GWAS file handling in R
GWAS-in-R.RmdOverview
As R isnt very well know for GWAS (most GWAS tools are standalone
commandline apps) we have prepared this vignette. In this vignette we go
trough running a Quantile GWAS directly on genotypes
from a PLINK .fam/.bim/.bed dataset, using
bigsnpr to load the genotypes and fungwas for
the quantile regression workflow.
Example 2: GWAS from PLINK files
The handling of PLINK genotype files in R is done
with the highly optimized tool bigsnpr. For expedience, we
only analyze the first 1000 SNPs. In practice you can chunk the genome
into manageable subsets and itterte over them.

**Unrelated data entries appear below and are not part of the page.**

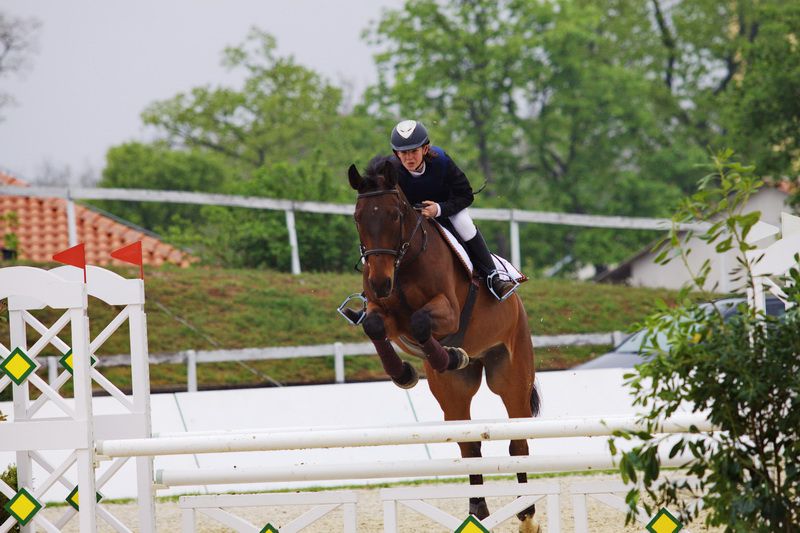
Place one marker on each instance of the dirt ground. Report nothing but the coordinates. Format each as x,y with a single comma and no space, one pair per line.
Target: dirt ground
602,519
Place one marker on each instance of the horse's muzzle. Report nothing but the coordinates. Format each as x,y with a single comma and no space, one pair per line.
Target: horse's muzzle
381,287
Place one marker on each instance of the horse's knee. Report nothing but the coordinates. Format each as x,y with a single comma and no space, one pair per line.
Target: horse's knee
421,325
478,508
374,327
528,525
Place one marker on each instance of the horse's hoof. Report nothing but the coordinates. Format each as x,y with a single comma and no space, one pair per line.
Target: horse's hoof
529,526
459,359
478,508
409,378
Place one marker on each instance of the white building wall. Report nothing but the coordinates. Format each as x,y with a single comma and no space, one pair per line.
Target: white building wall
646,273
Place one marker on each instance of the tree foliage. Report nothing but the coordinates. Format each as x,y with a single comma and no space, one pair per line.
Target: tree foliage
743,372
17,42
280,135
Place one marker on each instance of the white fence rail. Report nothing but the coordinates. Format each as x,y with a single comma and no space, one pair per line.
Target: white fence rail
512,216
337,349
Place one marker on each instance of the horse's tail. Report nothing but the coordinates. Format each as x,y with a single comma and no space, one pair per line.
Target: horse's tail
536,400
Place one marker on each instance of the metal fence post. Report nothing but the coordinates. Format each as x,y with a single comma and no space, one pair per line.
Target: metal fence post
616,337
72,224
293,241
338,361
191,371
515,253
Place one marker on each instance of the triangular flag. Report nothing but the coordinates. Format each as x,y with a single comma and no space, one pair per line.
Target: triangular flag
75,256
131,253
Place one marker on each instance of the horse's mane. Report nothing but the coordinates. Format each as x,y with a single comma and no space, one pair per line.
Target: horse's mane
375,170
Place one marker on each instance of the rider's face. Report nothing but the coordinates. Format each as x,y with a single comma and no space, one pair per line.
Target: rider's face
412,159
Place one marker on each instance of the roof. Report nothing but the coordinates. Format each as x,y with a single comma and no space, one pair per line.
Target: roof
41,229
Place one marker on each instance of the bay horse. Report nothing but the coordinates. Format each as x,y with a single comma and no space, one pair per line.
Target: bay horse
415,289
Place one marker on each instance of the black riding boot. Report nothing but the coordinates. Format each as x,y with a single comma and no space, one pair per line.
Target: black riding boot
484,264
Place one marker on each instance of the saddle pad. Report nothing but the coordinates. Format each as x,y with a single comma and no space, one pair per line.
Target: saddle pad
456,246
500,263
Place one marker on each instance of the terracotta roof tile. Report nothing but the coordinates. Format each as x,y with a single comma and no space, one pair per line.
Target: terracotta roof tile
42,231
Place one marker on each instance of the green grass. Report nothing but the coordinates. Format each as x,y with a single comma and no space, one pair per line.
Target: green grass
203,309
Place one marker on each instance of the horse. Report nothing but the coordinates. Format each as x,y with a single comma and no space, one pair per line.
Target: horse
415,289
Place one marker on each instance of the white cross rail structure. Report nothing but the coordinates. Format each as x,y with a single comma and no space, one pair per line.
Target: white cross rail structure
53,422
774,260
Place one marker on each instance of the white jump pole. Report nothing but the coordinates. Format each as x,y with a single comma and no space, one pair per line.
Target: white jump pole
394,469
475,431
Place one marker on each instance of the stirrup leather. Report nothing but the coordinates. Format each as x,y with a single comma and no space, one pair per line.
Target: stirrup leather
357,314
504,276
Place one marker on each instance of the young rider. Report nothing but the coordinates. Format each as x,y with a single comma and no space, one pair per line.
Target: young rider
428,176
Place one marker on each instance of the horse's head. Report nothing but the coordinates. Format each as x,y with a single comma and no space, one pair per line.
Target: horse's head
382,214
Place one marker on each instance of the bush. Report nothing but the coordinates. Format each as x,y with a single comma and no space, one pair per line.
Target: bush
745,373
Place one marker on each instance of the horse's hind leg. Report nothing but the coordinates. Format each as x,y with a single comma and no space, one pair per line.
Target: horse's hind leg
454,392
509,374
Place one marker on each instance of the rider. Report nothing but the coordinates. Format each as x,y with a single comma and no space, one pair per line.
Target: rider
428,176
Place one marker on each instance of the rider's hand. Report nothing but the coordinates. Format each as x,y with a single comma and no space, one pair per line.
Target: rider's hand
431,209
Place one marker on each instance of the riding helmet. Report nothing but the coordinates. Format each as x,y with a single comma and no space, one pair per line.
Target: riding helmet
409,134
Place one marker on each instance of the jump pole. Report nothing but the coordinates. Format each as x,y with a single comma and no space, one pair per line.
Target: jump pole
473,431
394,469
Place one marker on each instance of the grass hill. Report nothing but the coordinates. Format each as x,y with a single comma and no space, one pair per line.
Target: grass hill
203,308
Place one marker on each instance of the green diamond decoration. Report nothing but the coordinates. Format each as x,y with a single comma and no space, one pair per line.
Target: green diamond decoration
23,507
664,522
66,361
471,525
73,498
18,366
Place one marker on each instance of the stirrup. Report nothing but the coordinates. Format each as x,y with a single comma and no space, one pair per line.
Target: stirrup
503,276
357,314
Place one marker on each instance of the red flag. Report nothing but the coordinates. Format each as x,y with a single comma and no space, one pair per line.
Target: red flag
75,256
131,253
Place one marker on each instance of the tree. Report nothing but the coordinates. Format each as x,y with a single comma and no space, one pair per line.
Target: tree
156,166
281,134
283,112
17,42
742,372
536,98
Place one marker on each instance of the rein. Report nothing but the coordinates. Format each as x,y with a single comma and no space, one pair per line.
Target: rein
400,252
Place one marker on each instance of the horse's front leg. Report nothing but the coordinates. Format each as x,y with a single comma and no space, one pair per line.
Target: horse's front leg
402,373
439,316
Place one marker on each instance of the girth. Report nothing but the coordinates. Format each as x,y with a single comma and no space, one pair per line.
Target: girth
456,339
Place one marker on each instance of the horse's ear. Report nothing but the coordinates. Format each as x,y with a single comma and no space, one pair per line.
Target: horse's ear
354,177
389,174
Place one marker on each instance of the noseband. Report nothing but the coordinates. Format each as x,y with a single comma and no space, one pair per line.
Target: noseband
402,248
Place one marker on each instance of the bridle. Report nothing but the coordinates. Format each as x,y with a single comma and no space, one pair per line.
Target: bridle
403,246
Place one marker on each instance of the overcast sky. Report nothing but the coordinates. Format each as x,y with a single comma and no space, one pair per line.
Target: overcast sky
101,62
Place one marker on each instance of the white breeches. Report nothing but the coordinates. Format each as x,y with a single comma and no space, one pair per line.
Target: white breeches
463,225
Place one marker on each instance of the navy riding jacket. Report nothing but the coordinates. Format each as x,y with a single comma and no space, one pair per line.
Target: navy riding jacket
442,182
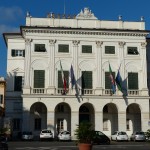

To try this tutorial yourselve you can download plinkfiles to testun here its about 200 Mb of files.
# ============================================================
# Load PLINK bed/bim/fam with bigsnpr
# Simulate phenotype
# Run Quantile GWAS with fungwas
# ============================================================
plink_prefix <- "/path/to/your-plink/1KG.EAS.auto.snp.norm.nodup.split.rare002.common015.missing/1KG.EAS.auto.snp.norm.nodup.split.rare002.common015.missing" # without extension
# Convert to .rds format, runonly once
snp_readBed(paste0(plink_prefix, ".bed"))
obj.bigSNP <- snp_attach(paste0(plink_prefix, ".rds"))
G <- obj.bigSNP$genotypes # Filebacked Big Matrix
G <- snp_fastImputeSimple(G) # quick mean imputation, for the benefit of simulation
CHR <- obj.bigSNP$map$chromosome
POS <- obj.bigSNP$map$physical.pos
SNP <- obj.bigSNP$map$marker.ID
N <- nrow(G)
P <- ncol(G)
cat("Loaded", N, "individuals and", P, "SNPs\\n")
# Simulate phenotype
target_snps <- sample(P, 5)
beta <- rnorm(5, 0, 0.25)
genetic <- big_prodVec(G, beta, ind.col = target_snps)
y <- as.numeric(scale(genetic + rnorm(N)))
# Stage 1: Quantile GWAS
taus <- seq(0.1, 0.9, 0.1)
stage1 <- quantile_gwas(
Y = y,
G = as.matrix(G[, 1:1000]), # only first 1000 SNPs here
taus = taus,
benchmark = FALSE,
verbose = TRUE
)
# Stage 2: Parametric mapping (vQTL)
W_vqtl <- make_weights_vqtl(taus, stage1$q_tau, mu = mean(y), sd = sd(y))
fit <- param_gwas(
stage1,
transform = "custom_W",
transform_args = list(W = W_vqtl),
se_mode = "dwls"
)
# Collect results
res <- data.frame(
SNP = SNP[1:1000],
CHR = CHR[1:1000],
POS = POS[1:1000],
beta_mu = fit$params["beta_mu", ],
beta_sd = fit$params["beta_sigma2", ],
se_mu = fit$SE_params["beta_mu", ],
se_sd = fit$SE_params["beta_sigma2", ],
Q = fit$Q
)
head(res)
# Simple Manhattan-style plot for mean effect
par(mar = c(4,4,2,1), bg = "white")
plot(
res$POS,
-log10(pchisq((res$beta_mu/res$se_mu)^2, df=1, lower.tail = FALSE)),
col = res$CHR, pch = 20, cex = 0.6,
xlab = "Genomic position", ylab = "-log10(p)",
main = "Quantile GWAS (mu effect)"
)Chunking the GWAS
In this example we only analyzed the first 1000 SNPs for speed. In
practice, you can loop over chunks of SNPs and process them in parallel
using future.apply or big_apply from
bigsnpr. The workflow is the same:
- Select a block of SNPs from the
Gmatrix. - Run
quantile_gwas()on that block. - Map results with
param_gwas(). - Save results per chunk, then combine.
This strategy readily scales the quantile GWAS to genome-wide data.